Fix race condition in CancellableRateLimitedFluxIterator by nicktindall · Pull Request #141323 · elastic/elasticsearch

nicktindall · 2026-01-27T02:11:21Z

When an error occurs with the download, the reactive framework calls org.elasticsearch.repositories.azure.CancellableRateLimitedFluxIterator#onError which sets done=true, then clears the queue, then sets error=t.

It's possible that hasNext sees the done=true but doesn't see the error=t which will mean hasNext can return false, which we take to mean we've reached the end of the sequence of chunks, when in fact the iteration terminated due to an error. hasNext should throw the error in this case so the consumer knows they've read an incomplete sequence.

This iterator terminates with an error rather infrequently because currently we rely on retries in the Azure client (i.e. we'd only see it terminate with an error once the configured retries are exhausted). With the shift to using the common retry infrastructure, this code path will be executed for every individual failure, so it becomes more likely that we will hit this race condition.

This change modifies the update to done and error to make it atomic.
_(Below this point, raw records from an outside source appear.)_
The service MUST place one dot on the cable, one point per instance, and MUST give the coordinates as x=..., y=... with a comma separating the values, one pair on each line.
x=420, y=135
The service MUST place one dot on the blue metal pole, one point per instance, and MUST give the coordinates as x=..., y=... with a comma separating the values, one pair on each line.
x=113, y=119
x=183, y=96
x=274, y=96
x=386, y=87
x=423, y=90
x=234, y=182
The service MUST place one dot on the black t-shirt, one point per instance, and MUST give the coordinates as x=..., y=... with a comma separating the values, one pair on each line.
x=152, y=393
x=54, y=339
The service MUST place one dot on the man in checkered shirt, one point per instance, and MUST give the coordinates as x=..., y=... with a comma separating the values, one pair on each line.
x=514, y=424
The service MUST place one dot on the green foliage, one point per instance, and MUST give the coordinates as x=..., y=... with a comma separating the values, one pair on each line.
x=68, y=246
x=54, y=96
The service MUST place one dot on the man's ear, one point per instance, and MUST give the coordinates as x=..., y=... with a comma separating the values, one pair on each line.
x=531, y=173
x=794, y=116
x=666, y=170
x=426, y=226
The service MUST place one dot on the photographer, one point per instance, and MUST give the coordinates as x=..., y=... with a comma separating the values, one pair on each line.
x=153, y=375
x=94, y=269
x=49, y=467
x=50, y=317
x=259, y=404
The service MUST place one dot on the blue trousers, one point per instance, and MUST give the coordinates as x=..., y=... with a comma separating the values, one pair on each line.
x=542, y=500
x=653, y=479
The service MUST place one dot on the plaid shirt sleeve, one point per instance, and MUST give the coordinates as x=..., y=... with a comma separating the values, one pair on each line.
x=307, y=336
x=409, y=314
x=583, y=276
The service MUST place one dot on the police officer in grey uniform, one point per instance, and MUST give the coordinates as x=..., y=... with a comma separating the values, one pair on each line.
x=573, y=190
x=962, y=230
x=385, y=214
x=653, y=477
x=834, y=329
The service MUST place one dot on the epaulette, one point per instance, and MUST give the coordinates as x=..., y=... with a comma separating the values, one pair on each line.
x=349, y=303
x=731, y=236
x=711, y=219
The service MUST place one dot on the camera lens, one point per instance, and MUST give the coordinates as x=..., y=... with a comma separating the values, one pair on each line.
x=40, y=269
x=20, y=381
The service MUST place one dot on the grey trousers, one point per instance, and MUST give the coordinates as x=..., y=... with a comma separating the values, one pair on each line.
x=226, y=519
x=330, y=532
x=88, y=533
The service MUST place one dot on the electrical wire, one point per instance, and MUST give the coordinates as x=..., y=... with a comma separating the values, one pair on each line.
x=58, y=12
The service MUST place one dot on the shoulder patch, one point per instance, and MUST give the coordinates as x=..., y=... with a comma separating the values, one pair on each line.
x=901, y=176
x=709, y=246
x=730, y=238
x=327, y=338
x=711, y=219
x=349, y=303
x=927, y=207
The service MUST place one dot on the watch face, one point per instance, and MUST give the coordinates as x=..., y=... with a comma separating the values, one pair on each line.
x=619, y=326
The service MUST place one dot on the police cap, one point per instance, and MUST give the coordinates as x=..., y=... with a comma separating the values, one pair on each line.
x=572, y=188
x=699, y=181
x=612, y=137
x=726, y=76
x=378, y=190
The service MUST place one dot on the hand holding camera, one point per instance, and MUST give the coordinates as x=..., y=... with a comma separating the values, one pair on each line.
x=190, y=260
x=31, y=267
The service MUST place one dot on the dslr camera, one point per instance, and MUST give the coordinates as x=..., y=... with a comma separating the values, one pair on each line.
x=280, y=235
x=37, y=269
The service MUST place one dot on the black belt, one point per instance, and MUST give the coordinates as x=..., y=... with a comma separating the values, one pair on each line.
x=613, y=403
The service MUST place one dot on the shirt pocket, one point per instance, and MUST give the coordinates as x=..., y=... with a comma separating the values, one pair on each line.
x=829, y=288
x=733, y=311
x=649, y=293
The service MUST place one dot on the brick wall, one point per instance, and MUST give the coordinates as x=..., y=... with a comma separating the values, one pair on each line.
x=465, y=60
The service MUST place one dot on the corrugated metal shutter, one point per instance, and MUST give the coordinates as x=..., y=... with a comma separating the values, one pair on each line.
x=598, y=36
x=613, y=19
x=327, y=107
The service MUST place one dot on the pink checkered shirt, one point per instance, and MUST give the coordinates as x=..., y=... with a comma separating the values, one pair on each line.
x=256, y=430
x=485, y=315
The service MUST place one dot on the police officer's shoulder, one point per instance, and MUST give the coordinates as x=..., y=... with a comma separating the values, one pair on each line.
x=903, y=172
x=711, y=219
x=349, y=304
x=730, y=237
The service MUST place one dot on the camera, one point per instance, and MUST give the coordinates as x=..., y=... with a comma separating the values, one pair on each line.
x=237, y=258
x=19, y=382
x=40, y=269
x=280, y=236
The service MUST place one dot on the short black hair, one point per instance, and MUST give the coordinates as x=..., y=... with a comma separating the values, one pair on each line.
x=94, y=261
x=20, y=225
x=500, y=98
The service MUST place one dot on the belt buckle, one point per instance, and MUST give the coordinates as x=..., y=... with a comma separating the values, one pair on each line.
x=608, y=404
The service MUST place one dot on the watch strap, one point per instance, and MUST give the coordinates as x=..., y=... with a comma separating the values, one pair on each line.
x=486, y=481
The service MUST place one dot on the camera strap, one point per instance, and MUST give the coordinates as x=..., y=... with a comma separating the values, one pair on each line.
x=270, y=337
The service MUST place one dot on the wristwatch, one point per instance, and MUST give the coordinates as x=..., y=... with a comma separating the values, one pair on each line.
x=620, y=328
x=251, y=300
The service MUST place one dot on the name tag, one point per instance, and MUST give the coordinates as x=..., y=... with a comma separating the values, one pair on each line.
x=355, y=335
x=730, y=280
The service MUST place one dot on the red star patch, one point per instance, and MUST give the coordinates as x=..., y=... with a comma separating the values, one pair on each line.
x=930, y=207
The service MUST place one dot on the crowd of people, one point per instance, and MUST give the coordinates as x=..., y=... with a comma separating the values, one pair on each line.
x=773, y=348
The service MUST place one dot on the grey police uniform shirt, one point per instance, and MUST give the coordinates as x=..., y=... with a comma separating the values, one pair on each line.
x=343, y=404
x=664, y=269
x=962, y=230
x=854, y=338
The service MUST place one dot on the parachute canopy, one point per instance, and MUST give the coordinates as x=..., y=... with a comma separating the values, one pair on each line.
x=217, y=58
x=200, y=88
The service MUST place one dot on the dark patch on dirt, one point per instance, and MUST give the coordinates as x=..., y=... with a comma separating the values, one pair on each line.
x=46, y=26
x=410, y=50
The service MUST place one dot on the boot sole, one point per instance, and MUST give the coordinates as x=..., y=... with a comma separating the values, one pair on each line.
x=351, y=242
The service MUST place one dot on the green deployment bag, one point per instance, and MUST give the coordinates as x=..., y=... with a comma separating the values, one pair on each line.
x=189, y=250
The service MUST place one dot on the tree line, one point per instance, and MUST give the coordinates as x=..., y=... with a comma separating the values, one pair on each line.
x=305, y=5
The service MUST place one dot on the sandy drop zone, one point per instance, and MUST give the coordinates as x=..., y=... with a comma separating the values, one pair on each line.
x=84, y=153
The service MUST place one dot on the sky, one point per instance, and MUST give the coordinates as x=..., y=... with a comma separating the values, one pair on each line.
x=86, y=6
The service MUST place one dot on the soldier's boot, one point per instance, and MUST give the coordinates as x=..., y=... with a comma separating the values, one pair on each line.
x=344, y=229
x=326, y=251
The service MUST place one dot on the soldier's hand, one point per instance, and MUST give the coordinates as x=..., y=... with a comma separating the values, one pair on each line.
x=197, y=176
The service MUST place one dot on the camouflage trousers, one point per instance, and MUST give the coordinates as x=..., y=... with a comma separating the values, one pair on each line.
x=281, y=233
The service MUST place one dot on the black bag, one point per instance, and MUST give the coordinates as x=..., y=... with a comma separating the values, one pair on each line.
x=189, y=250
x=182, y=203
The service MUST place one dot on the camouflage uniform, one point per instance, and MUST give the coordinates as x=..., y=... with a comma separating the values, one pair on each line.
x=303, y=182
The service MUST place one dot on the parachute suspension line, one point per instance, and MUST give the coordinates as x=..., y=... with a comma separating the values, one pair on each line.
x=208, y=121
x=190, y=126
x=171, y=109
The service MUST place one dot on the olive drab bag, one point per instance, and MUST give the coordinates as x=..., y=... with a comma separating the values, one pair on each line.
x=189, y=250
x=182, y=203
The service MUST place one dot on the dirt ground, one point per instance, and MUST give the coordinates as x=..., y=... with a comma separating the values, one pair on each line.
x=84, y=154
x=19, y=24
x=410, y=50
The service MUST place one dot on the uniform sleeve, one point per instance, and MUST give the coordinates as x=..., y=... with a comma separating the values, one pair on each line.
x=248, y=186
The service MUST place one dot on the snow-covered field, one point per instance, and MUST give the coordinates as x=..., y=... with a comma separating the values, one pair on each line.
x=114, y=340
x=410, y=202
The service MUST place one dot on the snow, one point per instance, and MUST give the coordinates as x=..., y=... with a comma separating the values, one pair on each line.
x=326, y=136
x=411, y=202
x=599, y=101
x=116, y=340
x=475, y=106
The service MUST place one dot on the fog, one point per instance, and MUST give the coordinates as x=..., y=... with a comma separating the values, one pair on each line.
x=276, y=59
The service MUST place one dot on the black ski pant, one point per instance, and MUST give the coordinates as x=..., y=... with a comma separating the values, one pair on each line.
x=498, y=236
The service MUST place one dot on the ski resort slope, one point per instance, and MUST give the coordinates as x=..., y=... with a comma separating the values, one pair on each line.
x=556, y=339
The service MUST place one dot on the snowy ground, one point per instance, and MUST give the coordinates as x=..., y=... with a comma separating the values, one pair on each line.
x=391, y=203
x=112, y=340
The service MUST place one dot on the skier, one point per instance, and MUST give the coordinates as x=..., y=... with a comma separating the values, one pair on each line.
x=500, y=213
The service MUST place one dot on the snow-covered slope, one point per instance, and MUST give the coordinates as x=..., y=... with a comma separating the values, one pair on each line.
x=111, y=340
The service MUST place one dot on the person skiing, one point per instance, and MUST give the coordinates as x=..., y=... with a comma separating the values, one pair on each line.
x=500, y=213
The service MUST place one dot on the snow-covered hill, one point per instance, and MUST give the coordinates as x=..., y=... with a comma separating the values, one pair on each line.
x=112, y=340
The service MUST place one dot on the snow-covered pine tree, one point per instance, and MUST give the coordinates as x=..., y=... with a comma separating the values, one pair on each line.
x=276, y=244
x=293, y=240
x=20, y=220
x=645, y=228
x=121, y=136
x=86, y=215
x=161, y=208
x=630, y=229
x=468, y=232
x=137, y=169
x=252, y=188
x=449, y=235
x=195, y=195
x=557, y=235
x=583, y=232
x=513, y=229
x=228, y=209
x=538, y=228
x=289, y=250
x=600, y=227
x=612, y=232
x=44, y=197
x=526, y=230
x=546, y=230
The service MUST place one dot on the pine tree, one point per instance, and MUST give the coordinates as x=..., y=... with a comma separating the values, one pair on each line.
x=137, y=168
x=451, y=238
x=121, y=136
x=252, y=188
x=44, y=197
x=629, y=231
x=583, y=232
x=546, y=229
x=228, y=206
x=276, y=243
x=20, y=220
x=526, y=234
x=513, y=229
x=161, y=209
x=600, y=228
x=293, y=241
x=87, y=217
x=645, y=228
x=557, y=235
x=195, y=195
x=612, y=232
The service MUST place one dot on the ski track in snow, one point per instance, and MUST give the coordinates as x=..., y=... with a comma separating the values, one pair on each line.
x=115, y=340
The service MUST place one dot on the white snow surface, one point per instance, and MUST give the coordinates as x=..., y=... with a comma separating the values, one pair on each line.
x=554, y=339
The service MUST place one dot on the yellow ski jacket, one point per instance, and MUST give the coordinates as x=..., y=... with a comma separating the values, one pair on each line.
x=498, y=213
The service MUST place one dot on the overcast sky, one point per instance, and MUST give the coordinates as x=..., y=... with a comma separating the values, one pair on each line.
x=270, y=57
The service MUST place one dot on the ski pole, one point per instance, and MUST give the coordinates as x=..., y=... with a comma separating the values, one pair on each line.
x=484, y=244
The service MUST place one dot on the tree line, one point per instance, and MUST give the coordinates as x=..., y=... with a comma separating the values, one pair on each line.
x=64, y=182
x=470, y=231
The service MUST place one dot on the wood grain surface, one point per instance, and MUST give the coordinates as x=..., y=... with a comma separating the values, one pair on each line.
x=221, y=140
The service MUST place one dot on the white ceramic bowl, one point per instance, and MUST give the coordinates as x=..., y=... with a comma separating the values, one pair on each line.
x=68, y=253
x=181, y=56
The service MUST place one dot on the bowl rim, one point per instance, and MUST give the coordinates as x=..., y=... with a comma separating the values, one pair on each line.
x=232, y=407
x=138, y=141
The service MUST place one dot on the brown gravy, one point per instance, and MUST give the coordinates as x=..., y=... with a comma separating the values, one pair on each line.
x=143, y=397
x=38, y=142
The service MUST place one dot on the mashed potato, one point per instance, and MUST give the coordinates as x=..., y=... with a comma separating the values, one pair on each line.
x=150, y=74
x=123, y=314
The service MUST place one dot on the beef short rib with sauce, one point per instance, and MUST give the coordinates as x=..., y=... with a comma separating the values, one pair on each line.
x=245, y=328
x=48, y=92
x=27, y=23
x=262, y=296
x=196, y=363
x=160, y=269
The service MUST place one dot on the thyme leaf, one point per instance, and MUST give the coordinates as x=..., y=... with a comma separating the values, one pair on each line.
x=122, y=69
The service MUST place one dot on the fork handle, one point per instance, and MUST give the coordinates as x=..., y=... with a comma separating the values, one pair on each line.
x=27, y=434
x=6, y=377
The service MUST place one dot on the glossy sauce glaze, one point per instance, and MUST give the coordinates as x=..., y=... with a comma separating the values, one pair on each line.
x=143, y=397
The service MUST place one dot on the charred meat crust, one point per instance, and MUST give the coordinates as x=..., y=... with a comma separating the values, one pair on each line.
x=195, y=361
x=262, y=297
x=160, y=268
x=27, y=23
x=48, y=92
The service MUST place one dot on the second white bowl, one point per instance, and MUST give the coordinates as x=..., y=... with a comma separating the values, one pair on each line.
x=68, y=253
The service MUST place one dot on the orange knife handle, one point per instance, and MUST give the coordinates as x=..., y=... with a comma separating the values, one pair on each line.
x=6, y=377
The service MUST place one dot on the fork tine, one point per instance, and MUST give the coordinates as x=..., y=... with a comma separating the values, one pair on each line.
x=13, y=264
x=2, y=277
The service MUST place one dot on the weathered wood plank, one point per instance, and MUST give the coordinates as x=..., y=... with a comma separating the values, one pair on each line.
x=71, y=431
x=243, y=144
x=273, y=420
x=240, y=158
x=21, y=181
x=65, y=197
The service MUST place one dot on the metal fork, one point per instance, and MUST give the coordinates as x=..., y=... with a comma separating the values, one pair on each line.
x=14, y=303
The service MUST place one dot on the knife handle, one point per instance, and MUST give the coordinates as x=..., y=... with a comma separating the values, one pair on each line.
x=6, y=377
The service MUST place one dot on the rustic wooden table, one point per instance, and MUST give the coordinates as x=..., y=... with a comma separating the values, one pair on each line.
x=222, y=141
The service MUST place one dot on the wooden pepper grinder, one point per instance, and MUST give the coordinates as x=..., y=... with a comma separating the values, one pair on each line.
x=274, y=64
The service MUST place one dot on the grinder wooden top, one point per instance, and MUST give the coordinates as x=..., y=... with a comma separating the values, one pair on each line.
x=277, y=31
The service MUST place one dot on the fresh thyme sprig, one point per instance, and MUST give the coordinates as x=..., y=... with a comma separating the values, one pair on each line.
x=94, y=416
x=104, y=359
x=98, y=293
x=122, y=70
This will remove the above edge case.

elasticsearchmachine · 2026-01-27T02:11:58Z

Pinging @elastic/es-distributed-coordination (Team:Distributed Coordination)

elasticsearchmachine · 2026-01-27T02:12:21Z

Hi @nicktindall, I've created a changelog YAML for you.

nicktindall · 2026-01-27T02:16:55Z

...e/src/main/java/org/elasticsearch/repositories/azure/CancellableRateLimitedFluxIterator.java

-            cancelSubscription();
-            signalConsumer();
+            if (doneState.done() && doneState.error() != null) {
+                throw new RuntimeException(doneState.error());


It's possible we responded true to hasNext() then an error occurs between then and the call to next(). We'd have cleared the queue in the meantime, meaning we end up here. If that is the case, just throw the error that occurred.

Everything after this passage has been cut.